Duet kepemimpinan SBY-Kalla menaburkan optimisme, tatkala berhasil memenangkan pemilu tahun 2004. Bukan tanpa dasar memang, karena naiknya SBY-Kalla hasil dari pemilu langsung yang pertama kali di Indonesia. Harapan-harapan masyarakat pun membuncah, dengan menyandarkan kepada pundak keduanya untuk membawa Indonesia keluar dari krisis multidimensi. Dan publik mulai berpihak tatkala kedua pasangan ini melakukan gebrakan dengan menjerat pelaku-pelaku korupsi, yang dimulai dari kasus penyelewengan dana pemilu oleh para anggota KPU.

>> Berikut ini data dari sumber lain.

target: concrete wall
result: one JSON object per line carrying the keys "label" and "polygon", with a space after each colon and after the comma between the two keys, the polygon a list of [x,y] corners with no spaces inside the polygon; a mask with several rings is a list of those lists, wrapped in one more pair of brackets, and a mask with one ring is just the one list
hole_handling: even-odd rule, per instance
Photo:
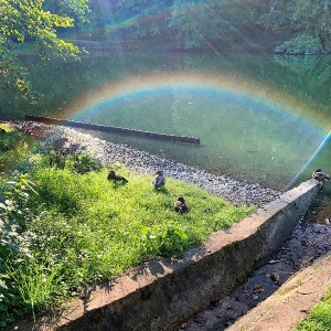
{"label": "concrete wall", "polygon": [[147,263],[87,291],[56,318],[40,320],[34,330],[172,329],[247,279],[290,235],[319,188],[305,182],[184,257]]}

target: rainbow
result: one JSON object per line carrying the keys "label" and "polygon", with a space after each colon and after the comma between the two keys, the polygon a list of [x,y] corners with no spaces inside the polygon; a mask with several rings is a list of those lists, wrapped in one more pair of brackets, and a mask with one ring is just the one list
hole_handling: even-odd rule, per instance
{"label": "rainbow", "polygon": [[314,150],[310,151],[310,159],[291,182],[307,169],[330,139],[330,118],[318,115],[321,111],[308,107],[302,100],[286,97],[276,89],[252,81],[210,72],[158,72],[110,82],[82,95],[62,113],[56,113],[56,116],[84,120],[93,115],[109,111],[125,100],[135,103],[139,98],[150,96],[181,94],[190,94],[195,98],[209,96],[231,100],[243,106],[243,111],[245,106],[253,106],[254,109],[274,116],[309,137],[314,142]]}

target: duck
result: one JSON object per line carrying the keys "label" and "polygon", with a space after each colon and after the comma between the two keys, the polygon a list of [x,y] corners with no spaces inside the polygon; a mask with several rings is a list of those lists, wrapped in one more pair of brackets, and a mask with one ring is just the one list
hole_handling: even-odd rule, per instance
{"label": "duck", "polygon": [[323,183],[325,181],[330,181],[330,175],[322,172],[322,169],[317,169],[312,175],[311,175],[316,181],[319,183]]}
{"label": "duck", "polygon": [[186,214],[190,211],[190,207],[188,206],[185,199],[183,196],[180,196],[173,204],[173,210],[179,214]]}
{"label": "duck", "polygon": [[122,183],[126,184],[128,180],[119,174],[116,174],[114,170],[110,170],[107,177],[108,181],[113,181],[116,183]]}
{"label": "duck", "polygon": [[166,178],[163,175],[163,171],[159,170],[156,173],[156,177],[153,178],[152,184],[154,186],[154,190],[160,190],[162,186],[166,185]]}

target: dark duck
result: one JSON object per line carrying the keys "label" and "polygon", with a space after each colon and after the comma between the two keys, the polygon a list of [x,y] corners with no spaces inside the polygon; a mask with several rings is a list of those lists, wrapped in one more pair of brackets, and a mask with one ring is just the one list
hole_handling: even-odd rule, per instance
{"label": "dark duck", "polygon": [[325,181],[330,181],[330,175],[322,172],[322,169],[316,170],[311,175],[319,183],[323,183]]}
{"label": "dark duck", "polygon": [[109,171],[109,174],[107,177],[108,181],[113,181],[115,183],[121,183],[121,184],[126,184],[128,182],[128,180],[119,174],[116,174],[114,170]]}
{"label": "dark duck", "polygon": [[173,204],[173,210],[179,214],[186,214],[189,213],[190,209],[185,202],[183,196],[180,196]]}
{"label": "dark duck", "polygon": [[161,171],[161,170],[157,171],[152,183],[153,183],[154,190],[160,190],[162,186],[164,186],[166,178],[163,175],[163,171]]}

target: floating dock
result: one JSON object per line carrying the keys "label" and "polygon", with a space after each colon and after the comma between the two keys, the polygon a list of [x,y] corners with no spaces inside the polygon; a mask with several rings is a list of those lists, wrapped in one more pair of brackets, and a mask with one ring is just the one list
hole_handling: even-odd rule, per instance
{"label": "floating dock", "polygon": [[134,130],[134,129],[127,129],[127,128],[120,128],[120,127],[103,126],[103,125],[96,125],[96,124],[88,124],[88,122],[66,120],[66,119],[56,119],[56,118],[51,118],[51,117],[33,116],[33,115],[25,115],[25,120],[39,121],[39,122],[43,122],[46,125],[53,125],[53,126],[65,126],[65,127],[81,128],[81,129],[86,129],[86,130],[97,130],[97,131],[120,134],[120,135],[127,135],[127,136],[138,136],[138,137],[143,137],[143,138],[153,138],[153,139],[162,139],[162,140],[200,145],[200,138],[194,138],[194,137],[184,137],[184,136],[174,136],[174,135],[157,134],[157,132],[149,132],[149,131],[140,131],[140,130]]}

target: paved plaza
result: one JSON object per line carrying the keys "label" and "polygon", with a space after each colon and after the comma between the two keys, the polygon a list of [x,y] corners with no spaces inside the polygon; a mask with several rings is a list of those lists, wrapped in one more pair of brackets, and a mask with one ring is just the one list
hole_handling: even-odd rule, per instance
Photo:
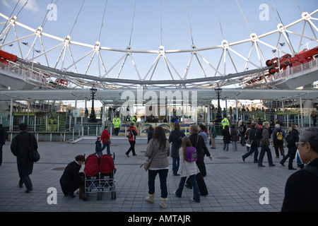
{"label": "paved plaza", "polygon": [[[143,155],[147,145],[137,143],[137,156],[127,157],[125,155],[129,147],[127,141],[111,145],[117,169],[115,199],[111,198],[110,193],[103,194],[102,200],[98,200],[97,194],[91,194],[86,201],[79,199],[78,194],[73,198],[64,196],[59,179],[64,167],[76,155],[86,154],[87,156],[93,153],[94,143],[93,140],[91,144],[39,142],[41,160],[35,164],[30,175],[34,190],[25,194],[25,188],[18,186],[16,160],[11,152],[11,143],[7,142],[4,145],[4,161],[0,167],[0,212],[278,212],[282,206],[286,180],[295,172],[288,170],[287,165],[283,167],[279,164],[281,157],[275,157],[273,147],[271,147],[272,155],[276,165],[269,167],[265,155],[263,163],[266,167],[258,167],[257,164],[253,163],[252,156],[243,162],[242,155],[245,153],[246,147],[237,144],[238,150],[232,151],[230,144],[230,150],[223,151],[221,138],[218,137],[217,148],[208,148],[213,160],[205,159],[207,176],[204,180],[208,195],[201,196],[200,203],[192,202],[189,199],[193,191],[184,188],[182,198],[175,196],[173,191],[177,189],[180,177],[172,175],[172,158],[169,157],[167,207],[163,210],[159,206],[158,177],[155,203],[145,200],[148,194],[148,172],[140,165],[146,160]],[[287,153],[287,148],[285,152]],[[296,167],[295,162],[294,167]],[[48,189],[52,187],[57,191],[56,204],[47,202],[51,194]],[[264,188],[268,189],[267,193],[264,193]],[[268,199],[264,198],[266,194]],[[261,204],[264,201],[268,201],[268,204]]]}

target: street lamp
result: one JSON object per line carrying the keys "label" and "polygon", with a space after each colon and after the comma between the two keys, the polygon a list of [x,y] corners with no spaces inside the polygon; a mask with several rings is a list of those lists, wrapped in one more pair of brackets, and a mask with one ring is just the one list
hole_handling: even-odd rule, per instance
{"label": "street lamp", "polygon": [[221,114],[220,114],[220,95],[222,93],[222,89],[220,88],[219,85],[218,84],[218,88],[215,88],[214,90],[216,93],[216,95],[218,95],[218,114],[216,115],[216,119],[219,120],[222,118]]}
{"label": "street lamp", "polygon": [[97,92],[97,88],[95,88],[95,84],[93,83],[93,87],[90,89],[90,94],[92,95],[92,110],[90,112],[90,119],[88,119],[88,122],[96,123],[96,116],[95,115],[94,110],[94,96]]}

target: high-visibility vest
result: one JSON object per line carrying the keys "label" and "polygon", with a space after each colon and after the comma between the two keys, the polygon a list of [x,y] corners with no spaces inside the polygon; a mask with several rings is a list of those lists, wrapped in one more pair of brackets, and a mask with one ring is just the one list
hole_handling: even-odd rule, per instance
{"label": "high-visibility vest", "polygon": [[112,124],[114,125],[114,128],[119,128],[120,127],[120,119],[119,118],[112,119]]}
{"label": "high-visibility vest", "polygon": [[230,126],[230,122],[228,121],[227,118],[223,119],[221,121],[222,128],[224,129],[226,125]]}

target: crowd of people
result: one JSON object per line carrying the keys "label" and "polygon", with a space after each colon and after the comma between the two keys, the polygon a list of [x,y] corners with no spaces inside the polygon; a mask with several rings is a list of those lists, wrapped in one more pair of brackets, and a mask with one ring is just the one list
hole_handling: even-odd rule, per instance
{"label": "crowd of people", "polygon": [[[232,150],[237,150],[237,143],[247,146],[247,153],[242,155],[242,160],[254,153],[254,162],[259,167],[264,167],[263,159],[266,154],[269,165],[275,166],[271,151],[271,139],[275,150],[276,157],[281,155],[283,157],[280,164],[284,166],[287,159],[288,169],[296,170],[293,166],[296,152],[299,150],[299,167],[303,170],[298,170],[293,174],[288,179],[285,189],[285,197],[282,206],[282,211],[318,211],[318,128],[311,127],[302,131],[299,136],[298,127],[293,125],[287,133],[283,131],[279,124],[275,125],[273,130],[271,129],[268,121],[261,124],[260,121],[253,121],[250,125],[245,125],[243,121],[238,121],[237,124],[230,125],[228,120],[223,120],[223,151],[228,151],[228,144],[232,142]],[[1,129],[0,133],[4,137],[4,133]],[[26,187],[25,192],[33,190],[33,184],[30,178],[33,170],[34,161],[30,158],[30,146],[31,149],[37,149],[37,140],[34,135],[27,131],[28,125],[19,125],[20,133],[16,136],[11,145],[12,153],[17,157],[18,172],[20,177],[19,187],[23,184]],[[107,153],[110,155],[110,139],[108,133],[108,127],[105,126],[101,137],[96,141],[95,153],[98,155],[102,154],[102,150],[107,148]],[[131,124],[127,138],[130,148],[126,153],[132,151],[136,155],[134,145],[136,136],[138,134]],[[148,195],[146,200],[151,203],[154,203],[155,182],[157,174],[159,174],[160,187],[160,203],[162,208],[167,208],[167,177],[169,171],[168,157],[172,158],[172,174],[180,176],[179,186],[173,191],[173,194],[181,198],[184,187],[193,189],[192,201],[200,202],[201,196],[208,195],[208,189],[204,182],[204,177],[207,171],[204,163],[204,156],[206,155],[212,160],[211,155],[208,149],[216,149],[215,138],[216,138],[215,125],[212,122],[209,128],[203,124],[199,126],[195,124],[189,127],[189,136],[180,131],[179,123],[174,124],[174,130],[167,138],[165,131],[161,126],[156,126],[150,130],[151,135],[148,137],[147,148],[144,155],[151,157],[152,162],[148,170]],[[208,145],[208,134],[210,136],[210,143]],[[240,138],[241,141],[240,141]],[[285,155],[283,140],[287,143],[288,153]],[[0,141],[4,142],[4,141]],[[102,143],[102,147],[100,143]],[[170,143],[172,143],[171,149]],[[258,148],[261,148],[259,155]],[[194,151],[193,150],[194,149]],[[189,158],[191,153],[192,160]],[[60,179],[61,187],[65,196],[75,197],[73,192],[79,188],[83,173],[80,169],[84,164],[85,157],[78,155],[75,160],[70,162],[66,167]],[[306,167],[305,167],[306,164]],[[306,191],[306,192],[304,192]]]}

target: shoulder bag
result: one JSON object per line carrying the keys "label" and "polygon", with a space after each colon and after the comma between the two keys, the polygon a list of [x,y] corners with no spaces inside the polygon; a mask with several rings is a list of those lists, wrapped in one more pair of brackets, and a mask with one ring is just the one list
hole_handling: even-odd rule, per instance
{"label": "shoulder bag", "polygon": [[151,162],[153,161],[153,159],[155,157],[155,155],[157,155],[157,153],[159,151],[159,150],[160,150],[160,148],[157,150],[157,151],[151,157],[148,157],[146,160],[145,163],[141,165],[140,167],[141,167],[143,165],[143,167],[145,168],[145,170],[147,171],[148,169],[149,169],[150,165],[151,164]]}
{"label": "shoulder bag", "polygon": [[40,154],[37,152],[37,150],[35,150],[33,148],[33,143],[32,141],[31,133],[29,133],[29,140],[30,140],[30,160],[33,162],[36,162],[40,160]]}

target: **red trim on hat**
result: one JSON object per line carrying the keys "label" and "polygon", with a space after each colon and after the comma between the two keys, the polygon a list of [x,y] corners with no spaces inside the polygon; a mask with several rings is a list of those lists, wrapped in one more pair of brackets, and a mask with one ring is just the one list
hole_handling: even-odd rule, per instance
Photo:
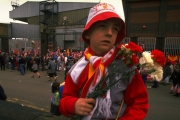
{"label": "red trim on hat", "polygon": [[103,12],[103,13],[100,13],[96,16],[94,16],[85,26],[84,28],[84,31],[82,33],[82,38],[83,40],[89,44],[89,39],[86,39],[85,38],[85,31],[88,30],[95,22],[98,22],[98,21],[103,21],[103,20],[107,20],[107,19],[110,19],[110,18],[118,18],[120,20],[120,22],[122,22],[122,26],[121,26],[121,30],[119,31],[118,35],[117,35],[117,38],[116,38],[116,43],[115,44],[118,44],[119,42],[121,42],[124,37],[125,37],[125,23],[124,21],[120,18],[120,16],[114,12]]}

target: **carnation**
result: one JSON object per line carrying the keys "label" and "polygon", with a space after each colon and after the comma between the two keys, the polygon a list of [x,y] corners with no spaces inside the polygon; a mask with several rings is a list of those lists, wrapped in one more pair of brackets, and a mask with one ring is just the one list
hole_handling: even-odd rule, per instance
{"label": "carnation", "polygon": [[150,52],[143,52],[139,63],[154,80],[160,81],[163,77],[163,66],[166,63],[164,53],[159,50],[153,50]]}

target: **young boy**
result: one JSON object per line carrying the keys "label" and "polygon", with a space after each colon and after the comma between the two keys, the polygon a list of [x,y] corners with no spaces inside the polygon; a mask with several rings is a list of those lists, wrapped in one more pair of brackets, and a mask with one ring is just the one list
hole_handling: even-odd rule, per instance
{"label": "young boy", "polygon": [[[138,70],[132,77],[112,86],[106,95],[97,99],[87,98],[88,93],[93,91],[93,84],[97,84],[97,77],[93,74],[96,66],[104,65],[108,71],[111,66],[108,61],[115,56],[114,46],[125,37],[125,23],[114,7],[100,3],[91,8],[82,37],[89,47],[67,74],[63,98],[60,100],[61,114],[67,117],[84,116],[83,120],[115,120],[116,116],[118,120],[143,120],[148,111],[148,96]],[[101,61],[98,61],[99,58]],[[123,65],[120,61],[119,69]],[[89,82],[91,76],[95,82]],[[109,80],[113,82],[116,77],[114,75]],[[102,99],[108,100],[109,104],[99,101]]]}

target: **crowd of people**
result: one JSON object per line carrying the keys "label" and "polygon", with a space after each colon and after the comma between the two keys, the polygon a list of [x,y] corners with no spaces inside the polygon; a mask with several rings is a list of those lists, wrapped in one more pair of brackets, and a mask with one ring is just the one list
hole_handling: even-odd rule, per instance
{"label": "crowd of people", "polygon": [[46,55],[41,54],[14,54],[14,53],[0,53],[0,67],[1,71],[10,70],[13,72],[15,69],[21,75],[25,75],[26,71],[33,72],[40,78],[39,70],[47,70],[49,81],[52,77],[56,80],[56,71],[63,70],[65,74],[73,64],[82,57],[82,51],[66,51],[61,50],[59,47],[55,51],[47,50]]}

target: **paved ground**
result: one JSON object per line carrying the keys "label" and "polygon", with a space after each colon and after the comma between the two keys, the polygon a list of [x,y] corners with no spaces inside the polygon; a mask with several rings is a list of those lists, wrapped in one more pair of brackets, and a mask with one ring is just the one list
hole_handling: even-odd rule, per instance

Bagaimana menilik karakter pemerintahan SBY-Kalla dari sudut pandang pro-rakyat atau tidak menjadi persoalan lain yang patut dicermati dan patut menimbulkan pesimisme. Logika-logika neoliberal sangat kental dalam pemerintahan SBY-Kalla. Bahkan sinyalemen Baswir 1 yang dari awal optimis menilik desertasi SBY, makin pupus tatkala SBY menempatkan figur-figur yang memiliki karakter neoliberal. Benar kiranya, setelah berjalan selama satu tahun, banyak kebijakan yang berpihak terhadap pelaku bisnis dan menjadi karakter utama wajah pemerintah SBY-Kalla. Publik pun akhirnya mafhrum, karena personal yang duduk dalam pemerintahan SBY merupakan orang-orang yang terdidik dengan logika-logika neoliberal untuk mengentaskan berbagai persoalan ekonomi. Sebut saja misalnya, kebijakan-kebijakan yang ditetapkan Menteri Perdagangan, Mari E. Pangestu, yang makin merapatkan posisi Indonesia dalam pusaran globalisasi neoliberal. Berbagai agreement internasional ditetapkan dibuat untuk memuluskan investasi di Indonesia, dengan difasilitasi berbagai deregulasi kebijakan yang pada intinya adalah meliberalisasi berbagai sektor, tak terkecuali sektor yang menyangkut hajat hidup orang banyak, seperti halnya kesehatan publik dan pendidikan. Sektor pertanian pun tak luput dari skenario liberalisasi, sesuai dengan komitmen kita di WTO (AoA- Agreeement of Agriculture). Padahal pangan merupakan hajat hidup rakyat dan seharusnya ditarik dari WTO karena hal tersebut bukan komoditas yang diperdagangkan sebelum kita mampu secara mandiri memenuhi kebutuhan nasional. Pembukaan impor beras dan gula menjadi pelajaran penting dengan dibanjirinya beras dari Vietnam, dan membuat petani kita dirugikan. Walaupun sudah dicetuskan kebijakan retrukturisasi pertanian, perikanan, dan kehutanan, namun hingga sekarang hanya lip service saja.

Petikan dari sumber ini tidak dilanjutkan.